Le difficile accès au pouvoir politique
L'Histoire retiendra-t-elle que les efforts conjugués de trois femmes, Christine Lagarde, Angela Merkel et Ursula van der Leyen sont à l'origine du pas fédéral décisif conclu le 21 Juillet 2020 ? Sans orgueil mais sans naïveté, avec une certaine humilité, préférant l'efficacité à l'autosatisfaction, elles ont levé un tabou permettant à l'UE de se doter de ressources fiscales propres, de lancer une union de transferts de 390 milliards d'Euros ainsi que 360 milliards d'Euros de prêts.
Avant elles, Simone Veil, magistrate a été élue première présidente du Parlement Européen de 1979 à 1982. La construction de l'Europe et la mémoire de la Shoah ont été parmi les combats de cette femme d'exception, entrée au Panthéon en 2018.
Francoise Giroud, sous la Présidence de Valery Giscard d'Estaing devint secrétaire d'Etat auprès du premier ministre, chargée de la condition féminine, entre 1974 et 1976, et y lança cent une mesures en faveur des femmes dont la mise en place de droits propres pour les femmes, la lutte contre les discriminations, l'ouverture des métiers dits masculins. Dans un essai à l'issue de cette expérience « La comédie du Pouvoir »son ambition fut de montrer que « L'Etat doit servir. On ne doit ni s'en servir, ni s'y asservir. »
Martine Aubry, si décriée en tant que ministre du Travail, Maire de Lille depuis 2001 devint en 2008 première secrétaire du PS mais perdit en 2011 les primaires socialistes face à François Hollande.
Toutes ces pionnières ont ouvert la voie de la représentation politique, de conquêtes en résistances surmontées.
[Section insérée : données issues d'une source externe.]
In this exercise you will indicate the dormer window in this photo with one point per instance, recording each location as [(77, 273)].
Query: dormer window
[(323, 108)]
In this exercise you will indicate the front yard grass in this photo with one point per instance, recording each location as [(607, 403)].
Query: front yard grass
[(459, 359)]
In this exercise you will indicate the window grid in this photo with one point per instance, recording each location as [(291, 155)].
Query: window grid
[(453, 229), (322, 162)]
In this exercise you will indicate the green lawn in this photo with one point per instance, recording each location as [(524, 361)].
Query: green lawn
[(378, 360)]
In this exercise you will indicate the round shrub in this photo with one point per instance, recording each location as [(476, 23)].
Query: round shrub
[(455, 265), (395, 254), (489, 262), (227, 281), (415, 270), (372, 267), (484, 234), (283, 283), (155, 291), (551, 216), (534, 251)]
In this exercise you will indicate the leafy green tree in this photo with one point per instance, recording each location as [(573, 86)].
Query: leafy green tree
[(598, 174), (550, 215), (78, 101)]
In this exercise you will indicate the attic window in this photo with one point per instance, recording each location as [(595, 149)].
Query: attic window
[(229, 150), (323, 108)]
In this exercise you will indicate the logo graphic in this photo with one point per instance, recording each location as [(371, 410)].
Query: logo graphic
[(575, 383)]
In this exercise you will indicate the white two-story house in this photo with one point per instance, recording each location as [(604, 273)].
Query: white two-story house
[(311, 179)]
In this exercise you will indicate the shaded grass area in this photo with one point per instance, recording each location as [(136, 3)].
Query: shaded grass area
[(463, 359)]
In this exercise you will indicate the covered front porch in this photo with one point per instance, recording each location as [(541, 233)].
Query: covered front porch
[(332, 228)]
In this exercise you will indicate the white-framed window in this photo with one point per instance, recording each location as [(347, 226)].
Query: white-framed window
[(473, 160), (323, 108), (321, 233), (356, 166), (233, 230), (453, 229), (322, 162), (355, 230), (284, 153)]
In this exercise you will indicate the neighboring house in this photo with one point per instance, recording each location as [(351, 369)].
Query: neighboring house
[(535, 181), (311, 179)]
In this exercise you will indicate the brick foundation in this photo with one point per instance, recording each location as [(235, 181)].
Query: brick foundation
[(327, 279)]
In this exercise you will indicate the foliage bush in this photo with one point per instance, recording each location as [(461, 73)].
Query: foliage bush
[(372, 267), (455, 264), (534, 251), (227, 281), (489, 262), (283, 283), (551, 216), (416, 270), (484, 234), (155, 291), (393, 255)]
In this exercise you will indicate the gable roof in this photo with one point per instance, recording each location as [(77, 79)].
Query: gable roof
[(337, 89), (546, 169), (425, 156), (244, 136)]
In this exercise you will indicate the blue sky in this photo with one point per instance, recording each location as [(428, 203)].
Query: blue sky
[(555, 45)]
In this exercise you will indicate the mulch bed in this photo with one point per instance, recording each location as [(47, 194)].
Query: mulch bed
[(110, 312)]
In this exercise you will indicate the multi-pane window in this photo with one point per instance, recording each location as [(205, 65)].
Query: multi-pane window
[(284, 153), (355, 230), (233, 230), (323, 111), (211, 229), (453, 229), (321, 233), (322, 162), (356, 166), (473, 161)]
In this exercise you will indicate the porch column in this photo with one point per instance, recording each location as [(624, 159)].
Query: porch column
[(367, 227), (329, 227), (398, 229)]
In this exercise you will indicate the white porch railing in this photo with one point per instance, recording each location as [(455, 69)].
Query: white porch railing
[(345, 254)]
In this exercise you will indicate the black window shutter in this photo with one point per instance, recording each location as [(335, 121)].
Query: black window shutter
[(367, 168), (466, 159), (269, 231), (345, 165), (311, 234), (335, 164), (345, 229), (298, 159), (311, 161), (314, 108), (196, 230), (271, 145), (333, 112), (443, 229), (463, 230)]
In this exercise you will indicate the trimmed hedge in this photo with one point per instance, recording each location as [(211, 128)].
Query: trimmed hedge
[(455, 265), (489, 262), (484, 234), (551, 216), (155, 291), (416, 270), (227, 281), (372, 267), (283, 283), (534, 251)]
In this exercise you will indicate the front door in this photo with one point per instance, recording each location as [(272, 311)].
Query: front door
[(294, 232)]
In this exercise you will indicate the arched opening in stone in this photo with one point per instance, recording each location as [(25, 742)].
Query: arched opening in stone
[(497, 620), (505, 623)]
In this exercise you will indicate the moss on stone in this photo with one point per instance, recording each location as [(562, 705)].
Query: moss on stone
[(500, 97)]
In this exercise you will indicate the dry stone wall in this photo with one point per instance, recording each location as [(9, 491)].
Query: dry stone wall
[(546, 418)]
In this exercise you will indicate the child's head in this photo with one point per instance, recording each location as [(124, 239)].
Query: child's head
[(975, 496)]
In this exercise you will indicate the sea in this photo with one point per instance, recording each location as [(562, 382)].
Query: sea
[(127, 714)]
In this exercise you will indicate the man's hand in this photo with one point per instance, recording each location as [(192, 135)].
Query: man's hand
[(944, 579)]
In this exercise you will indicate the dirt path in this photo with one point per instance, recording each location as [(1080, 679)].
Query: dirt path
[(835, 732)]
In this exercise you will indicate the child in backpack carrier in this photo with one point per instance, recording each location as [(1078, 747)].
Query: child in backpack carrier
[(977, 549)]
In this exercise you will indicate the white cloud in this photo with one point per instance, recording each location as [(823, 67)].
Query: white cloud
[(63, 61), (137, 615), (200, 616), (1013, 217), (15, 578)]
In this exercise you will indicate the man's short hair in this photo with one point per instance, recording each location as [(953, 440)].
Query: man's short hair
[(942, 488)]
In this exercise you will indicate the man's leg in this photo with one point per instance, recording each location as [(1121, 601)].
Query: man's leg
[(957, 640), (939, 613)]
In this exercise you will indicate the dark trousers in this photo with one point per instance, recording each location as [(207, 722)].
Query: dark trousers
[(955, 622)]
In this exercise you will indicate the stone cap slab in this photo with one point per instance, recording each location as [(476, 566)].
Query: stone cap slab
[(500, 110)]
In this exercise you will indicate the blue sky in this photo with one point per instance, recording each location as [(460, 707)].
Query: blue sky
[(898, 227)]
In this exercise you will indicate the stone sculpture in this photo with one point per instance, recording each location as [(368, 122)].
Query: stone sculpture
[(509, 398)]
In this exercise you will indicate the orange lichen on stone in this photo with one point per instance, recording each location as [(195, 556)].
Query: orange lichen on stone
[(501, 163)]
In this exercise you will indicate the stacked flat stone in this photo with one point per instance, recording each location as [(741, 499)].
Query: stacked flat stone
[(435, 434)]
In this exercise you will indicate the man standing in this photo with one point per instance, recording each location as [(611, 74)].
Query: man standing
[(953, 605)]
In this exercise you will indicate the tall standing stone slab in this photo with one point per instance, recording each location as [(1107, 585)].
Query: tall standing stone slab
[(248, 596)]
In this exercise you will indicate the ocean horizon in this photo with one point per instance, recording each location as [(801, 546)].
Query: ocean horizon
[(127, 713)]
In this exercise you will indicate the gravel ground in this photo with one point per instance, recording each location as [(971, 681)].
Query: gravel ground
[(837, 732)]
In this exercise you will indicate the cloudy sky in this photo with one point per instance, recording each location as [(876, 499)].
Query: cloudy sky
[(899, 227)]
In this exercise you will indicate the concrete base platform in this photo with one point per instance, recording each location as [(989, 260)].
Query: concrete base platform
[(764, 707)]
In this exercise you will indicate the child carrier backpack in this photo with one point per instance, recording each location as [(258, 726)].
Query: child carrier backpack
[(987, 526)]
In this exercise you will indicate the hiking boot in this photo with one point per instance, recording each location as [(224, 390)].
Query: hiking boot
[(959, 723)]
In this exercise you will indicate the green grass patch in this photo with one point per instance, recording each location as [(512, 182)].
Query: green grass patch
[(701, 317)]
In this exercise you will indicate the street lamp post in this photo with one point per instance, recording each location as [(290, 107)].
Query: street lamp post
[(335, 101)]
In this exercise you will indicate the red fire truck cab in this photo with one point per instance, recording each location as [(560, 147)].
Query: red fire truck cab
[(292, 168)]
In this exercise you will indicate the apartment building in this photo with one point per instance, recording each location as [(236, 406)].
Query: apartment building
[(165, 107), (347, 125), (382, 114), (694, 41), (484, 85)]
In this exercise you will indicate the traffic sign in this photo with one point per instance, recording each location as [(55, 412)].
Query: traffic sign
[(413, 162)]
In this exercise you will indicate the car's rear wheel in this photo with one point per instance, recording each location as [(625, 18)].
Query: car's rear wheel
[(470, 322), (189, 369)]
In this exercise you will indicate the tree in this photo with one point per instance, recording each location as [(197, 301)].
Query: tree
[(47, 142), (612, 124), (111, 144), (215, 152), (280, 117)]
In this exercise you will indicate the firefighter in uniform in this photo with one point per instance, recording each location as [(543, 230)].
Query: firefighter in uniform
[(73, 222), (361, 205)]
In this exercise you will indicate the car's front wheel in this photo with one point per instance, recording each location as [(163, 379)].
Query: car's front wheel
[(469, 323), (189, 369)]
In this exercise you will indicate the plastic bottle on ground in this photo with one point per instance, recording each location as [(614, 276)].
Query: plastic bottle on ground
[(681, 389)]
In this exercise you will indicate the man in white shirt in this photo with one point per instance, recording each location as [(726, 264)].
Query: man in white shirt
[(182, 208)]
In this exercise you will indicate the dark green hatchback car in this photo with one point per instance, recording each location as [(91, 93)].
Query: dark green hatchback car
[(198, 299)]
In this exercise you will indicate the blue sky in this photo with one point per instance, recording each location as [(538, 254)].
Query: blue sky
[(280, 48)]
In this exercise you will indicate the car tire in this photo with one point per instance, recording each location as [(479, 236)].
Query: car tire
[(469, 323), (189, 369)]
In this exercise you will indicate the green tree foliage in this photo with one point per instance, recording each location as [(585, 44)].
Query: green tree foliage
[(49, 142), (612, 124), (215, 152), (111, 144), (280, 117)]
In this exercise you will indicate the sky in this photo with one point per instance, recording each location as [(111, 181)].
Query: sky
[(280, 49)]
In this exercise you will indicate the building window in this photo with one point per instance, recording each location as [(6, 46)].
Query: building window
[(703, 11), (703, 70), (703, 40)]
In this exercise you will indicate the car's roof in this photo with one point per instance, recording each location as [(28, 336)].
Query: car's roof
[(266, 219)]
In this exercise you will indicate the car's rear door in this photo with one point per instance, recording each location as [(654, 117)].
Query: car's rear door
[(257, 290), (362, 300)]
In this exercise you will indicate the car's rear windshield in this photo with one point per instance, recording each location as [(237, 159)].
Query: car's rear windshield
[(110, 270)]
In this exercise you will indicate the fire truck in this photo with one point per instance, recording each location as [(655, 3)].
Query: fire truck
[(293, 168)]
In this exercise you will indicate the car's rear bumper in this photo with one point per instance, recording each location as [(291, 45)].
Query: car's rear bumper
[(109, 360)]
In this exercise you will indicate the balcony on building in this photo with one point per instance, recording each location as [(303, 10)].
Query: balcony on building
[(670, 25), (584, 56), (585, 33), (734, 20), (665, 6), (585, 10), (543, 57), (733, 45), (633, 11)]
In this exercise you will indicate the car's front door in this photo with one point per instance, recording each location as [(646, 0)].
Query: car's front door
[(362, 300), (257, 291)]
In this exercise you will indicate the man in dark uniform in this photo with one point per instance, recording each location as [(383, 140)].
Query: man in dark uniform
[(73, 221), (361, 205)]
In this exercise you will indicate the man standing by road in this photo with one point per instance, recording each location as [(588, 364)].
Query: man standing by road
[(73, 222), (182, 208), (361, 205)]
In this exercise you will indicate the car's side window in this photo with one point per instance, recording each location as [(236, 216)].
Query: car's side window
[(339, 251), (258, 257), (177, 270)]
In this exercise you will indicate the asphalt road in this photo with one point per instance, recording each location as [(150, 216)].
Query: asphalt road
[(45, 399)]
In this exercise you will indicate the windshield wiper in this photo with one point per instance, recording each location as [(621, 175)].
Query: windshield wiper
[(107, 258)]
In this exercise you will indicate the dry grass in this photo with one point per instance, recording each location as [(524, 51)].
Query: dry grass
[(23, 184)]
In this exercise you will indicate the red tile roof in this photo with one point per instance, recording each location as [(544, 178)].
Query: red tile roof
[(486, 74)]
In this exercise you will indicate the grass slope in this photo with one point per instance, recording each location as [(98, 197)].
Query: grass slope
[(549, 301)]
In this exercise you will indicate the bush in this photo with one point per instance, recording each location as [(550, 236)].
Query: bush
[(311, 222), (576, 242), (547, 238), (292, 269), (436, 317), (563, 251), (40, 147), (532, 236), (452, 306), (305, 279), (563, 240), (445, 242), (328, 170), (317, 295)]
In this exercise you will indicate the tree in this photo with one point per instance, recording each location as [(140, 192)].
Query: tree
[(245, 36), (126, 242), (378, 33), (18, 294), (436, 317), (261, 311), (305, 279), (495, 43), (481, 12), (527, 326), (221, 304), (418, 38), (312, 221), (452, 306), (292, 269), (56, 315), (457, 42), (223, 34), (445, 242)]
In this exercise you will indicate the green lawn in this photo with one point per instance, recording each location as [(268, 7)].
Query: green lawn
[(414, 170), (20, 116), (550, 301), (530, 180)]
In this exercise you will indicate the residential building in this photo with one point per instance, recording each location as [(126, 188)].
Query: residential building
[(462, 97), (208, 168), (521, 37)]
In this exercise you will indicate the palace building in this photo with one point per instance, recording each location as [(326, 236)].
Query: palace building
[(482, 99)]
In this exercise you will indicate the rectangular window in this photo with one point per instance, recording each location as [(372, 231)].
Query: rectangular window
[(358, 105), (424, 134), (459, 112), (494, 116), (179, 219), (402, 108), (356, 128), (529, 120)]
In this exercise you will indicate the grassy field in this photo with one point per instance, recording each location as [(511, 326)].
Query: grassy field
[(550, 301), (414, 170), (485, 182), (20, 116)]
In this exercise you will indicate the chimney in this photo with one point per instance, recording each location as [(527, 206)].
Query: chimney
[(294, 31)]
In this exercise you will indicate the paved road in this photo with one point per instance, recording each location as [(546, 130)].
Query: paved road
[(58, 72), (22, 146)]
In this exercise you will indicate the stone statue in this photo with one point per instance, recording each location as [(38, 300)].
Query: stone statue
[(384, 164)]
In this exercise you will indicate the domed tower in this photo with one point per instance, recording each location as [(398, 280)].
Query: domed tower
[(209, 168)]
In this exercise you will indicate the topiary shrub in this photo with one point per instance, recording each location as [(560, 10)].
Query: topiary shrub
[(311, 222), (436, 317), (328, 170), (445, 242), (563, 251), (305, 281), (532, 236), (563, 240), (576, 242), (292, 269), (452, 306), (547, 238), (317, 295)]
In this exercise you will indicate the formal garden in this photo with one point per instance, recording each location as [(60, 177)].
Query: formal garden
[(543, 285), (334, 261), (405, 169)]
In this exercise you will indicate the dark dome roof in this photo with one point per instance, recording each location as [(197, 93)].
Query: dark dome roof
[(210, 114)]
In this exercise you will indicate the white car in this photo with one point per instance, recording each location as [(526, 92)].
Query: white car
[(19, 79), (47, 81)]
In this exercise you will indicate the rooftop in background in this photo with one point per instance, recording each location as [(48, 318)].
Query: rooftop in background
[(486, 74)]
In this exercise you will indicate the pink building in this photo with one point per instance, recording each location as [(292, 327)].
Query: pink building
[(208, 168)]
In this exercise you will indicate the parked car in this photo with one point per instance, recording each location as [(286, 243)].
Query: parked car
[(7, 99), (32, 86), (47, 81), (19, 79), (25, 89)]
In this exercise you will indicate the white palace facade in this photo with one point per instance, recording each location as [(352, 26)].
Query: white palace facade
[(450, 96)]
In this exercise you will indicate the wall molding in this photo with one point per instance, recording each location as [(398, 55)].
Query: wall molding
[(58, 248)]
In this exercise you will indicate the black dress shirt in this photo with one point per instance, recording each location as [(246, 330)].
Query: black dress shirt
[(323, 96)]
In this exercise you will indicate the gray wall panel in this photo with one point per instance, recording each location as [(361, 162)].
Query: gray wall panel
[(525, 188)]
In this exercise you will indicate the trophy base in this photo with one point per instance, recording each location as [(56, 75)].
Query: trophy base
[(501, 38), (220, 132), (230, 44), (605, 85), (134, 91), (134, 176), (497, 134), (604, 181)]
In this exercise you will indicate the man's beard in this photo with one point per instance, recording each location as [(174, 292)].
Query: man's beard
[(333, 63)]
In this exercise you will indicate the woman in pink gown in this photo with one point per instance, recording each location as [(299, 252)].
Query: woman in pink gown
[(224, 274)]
Elles ont contribué à mettre en place des actions concrètes allant dans le sens de l'Histoire. Mais il convient de souligner qu'il n'est pas aisé d'adapter les femmes à des structures bâties sur des codes masculins. Cela suppose de dissocier le pouvoir du prestige public et de le penser en tant qu'attributs : aptitude à l'efficacité, à la rapidité de réaction, à la volonté de changer le monde. La crise sanitaire de la Covid 19 a conduit à une étude publiée sur le site « The Conversation ». Elle montre que les Etats dirigés par des femmes en Allemagne, au Danemark et en Finlande ont freiné plus tôt l'épidémie de par leur sobriété et leur humanité.
Les discours évoluent et le récent parcours sans faute de quelques femmes d'exception a mis en lumière le mouvement inexorable qui marque ce début de XXI ème siècle : la construction d'un véritable modèle de société égalitaire. Le décalage entre le rôle des femmes dans la société et leur sous-représentation dans les instances de pouvoir doit être considéré comme de moins en moins pertinent en France et dans l'espace européen. En rompant avec notre héritage méditerranéen de domination masculine décrit par Pierre Bourdieu qui attribue traditionnellement la sphère publique aux hommes et la sphère domestique aux femmes, une nouvelle voie leur est ouverte dans un espace de liberté et de réalisation en fonction de choix et d'aptitudes et non plus de représentations sociales archaïques.